Make the weaker side safe. Bound staleness or add idempotency and reconciliation so the relaxed guarantee stays correct enough.
Walk me through how you'd design for 10x the current scale.
How to answer
Find the first bottleneck. Name the component that breaks first at 10x — usually a hot shard, a single writer, or a queue — and design from there.
Scale horizontally. Show how you partition state and remove single points so capacity grows by adding nodes, not bigger ones.
Shed load gracefully. Add caching, backpressure, and admission limits so the system degrades instead of collapsing past capacity.
Validate the model. Back the plan with a load test or a capacity model, not a hunch, and re-check at each multiple.
How do you manage and pay down technical debt without stalling delivery?
How to answer
Make it visible. Track debt explicitly and tie each item to the velocity or risk cost it imposes — not "the code is ugly."
Pay down the high-interest first. Target the debt that slows the most work or threatens reliability, not the most annoying.
Bundle with feature work. Refactor along the path of changes you're already making so cleanup ships value, not just risk.
Stop the bleeding. Set a standard that new code clears the bar, so the debt stops compounding while you pay it down.
Tell me about a time you had to simplify an over-engineered design.
How to answer
Name the over-build. Point to the speculative flexibility or premature abstraction that wasn't earning its complexity cost.
Tie complexity to pain. Connect it to a real cost — slow onboarding, more bugs, harder ops — to justify the cut.
Cut deliberately. Describe collapsing layers or removing config back to the actual requirements, with tests guarding behavior.
Show the payoff. Close with the result: less code, fewer failure modes, faster changes — and the YAGNI rule you now apply.
How do you evaluate a new technology before betting a system on it?
How to answer
Start from the requirement. Evaluate against the problem you actually have, not the technology's hype or your curiosity.

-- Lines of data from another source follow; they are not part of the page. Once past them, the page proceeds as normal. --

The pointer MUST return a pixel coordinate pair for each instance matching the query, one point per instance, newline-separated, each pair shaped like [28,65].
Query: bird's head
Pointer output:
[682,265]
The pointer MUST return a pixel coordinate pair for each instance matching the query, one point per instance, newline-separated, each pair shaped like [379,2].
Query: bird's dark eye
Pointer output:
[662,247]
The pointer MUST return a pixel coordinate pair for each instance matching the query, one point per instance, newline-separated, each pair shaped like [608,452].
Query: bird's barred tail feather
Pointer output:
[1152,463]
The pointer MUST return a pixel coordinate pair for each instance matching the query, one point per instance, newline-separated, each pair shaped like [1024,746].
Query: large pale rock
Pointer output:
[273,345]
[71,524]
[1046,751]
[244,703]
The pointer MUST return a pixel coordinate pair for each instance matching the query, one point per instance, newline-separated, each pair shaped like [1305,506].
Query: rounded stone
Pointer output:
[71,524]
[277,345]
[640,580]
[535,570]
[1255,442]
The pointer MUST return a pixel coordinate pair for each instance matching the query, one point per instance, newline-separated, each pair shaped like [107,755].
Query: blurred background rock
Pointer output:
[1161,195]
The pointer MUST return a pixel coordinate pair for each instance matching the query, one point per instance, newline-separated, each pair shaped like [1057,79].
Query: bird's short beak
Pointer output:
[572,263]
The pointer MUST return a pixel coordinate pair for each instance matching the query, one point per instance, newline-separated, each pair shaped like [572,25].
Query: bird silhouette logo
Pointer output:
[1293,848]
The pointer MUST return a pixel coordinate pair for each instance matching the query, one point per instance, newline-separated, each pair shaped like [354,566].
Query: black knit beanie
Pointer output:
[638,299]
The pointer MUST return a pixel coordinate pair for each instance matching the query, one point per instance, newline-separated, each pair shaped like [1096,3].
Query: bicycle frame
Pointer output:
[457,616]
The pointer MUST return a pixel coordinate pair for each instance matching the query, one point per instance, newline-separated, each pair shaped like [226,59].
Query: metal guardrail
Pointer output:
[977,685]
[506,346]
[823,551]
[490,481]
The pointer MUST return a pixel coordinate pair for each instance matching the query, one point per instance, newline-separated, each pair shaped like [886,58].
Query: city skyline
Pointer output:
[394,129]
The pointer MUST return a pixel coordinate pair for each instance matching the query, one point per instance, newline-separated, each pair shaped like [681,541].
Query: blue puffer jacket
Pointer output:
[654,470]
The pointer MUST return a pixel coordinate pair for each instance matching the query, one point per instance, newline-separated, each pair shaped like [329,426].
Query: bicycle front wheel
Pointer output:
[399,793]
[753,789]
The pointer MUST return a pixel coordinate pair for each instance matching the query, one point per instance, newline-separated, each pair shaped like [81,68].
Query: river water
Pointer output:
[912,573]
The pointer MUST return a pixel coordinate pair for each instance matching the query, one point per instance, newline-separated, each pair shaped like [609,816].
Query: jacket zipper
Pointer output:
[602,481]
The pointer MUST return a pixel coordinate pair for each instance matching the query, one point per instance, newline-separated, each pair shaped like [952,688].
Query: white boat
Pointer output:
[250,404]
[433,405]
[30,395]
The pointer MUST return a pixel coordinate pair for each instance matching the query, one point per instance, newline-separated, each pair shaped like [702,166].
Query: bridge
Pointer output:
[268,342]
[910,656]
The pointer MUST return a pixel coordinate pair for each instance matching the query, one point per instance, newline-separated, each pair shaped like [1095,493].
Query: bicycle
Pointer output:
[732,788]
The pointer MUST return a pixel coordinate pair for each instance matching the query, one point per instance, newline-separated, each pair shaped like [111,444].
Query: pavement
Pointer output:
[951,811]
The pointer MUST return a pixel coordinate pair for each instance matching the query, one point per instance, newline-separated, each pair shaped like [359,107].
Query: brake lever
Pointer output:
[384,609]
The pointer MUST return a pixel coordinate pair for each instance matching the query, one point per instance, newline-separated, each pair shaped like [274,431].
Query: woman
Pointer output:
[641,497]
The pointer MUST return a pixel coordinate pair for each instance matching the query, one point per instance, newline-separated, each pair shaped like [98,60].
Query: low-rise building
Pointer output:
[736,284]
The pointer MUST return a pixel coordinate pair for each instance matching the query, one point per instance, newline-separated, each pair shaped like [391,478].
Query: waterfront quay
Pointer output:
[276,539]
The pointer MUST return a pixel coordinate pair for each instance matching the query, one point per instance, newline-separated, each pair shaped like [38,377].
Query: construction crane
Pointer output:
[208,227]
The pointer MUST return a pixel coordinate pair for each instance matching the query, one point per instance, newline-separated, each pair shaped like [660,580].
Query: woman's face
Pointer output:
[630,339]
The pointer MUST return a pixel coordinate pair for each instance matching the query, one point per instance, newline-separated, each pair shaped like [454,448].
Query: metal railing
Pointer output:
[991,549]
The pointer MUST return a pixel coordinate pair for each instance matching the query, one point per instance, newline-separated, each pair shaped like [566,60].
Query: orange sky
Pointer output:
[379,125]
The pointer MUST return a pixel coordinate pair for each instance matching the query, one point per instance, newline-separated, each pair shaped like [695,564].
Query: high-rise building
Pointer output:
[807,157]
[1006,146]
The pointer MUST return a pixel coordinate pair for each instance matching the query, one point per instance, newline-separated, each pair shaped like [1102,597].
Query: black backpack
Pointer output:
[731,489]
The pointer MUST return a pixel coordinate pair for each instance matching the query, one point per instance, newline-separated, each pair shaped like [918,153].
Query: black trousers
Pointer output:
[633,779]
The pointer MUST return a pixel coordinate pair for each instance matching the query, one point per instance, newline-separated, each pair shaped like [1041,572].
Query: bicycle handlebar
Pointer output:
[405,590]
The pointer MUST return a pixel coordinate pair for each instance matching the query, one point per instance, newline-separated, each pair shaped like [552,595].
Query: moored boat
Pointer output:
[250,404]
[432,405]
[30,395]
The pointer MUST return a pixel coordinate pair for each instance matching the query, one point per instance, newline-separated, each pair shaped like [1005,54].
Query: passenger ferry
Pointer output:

Prototype the risky part. Spike the hardest use case and the failure modes early — benchmark, don't trust the marketing.
Weigh the total cost. Score operability, maturity, community, and lock-in, not just the happy-path feature fit.
Limit the blast radius. Adopt behind an abstraction with a fallback, so a bad bet is contained and reversible.
Before the loop: pre-load one hard number per story (latency cut, throughput gained, error rate dropped, SEVs avoided). Many design answers live or die on a single metric — pull it from Scuba, ODS, or Unidash ahead of time so you are not estimating in the room.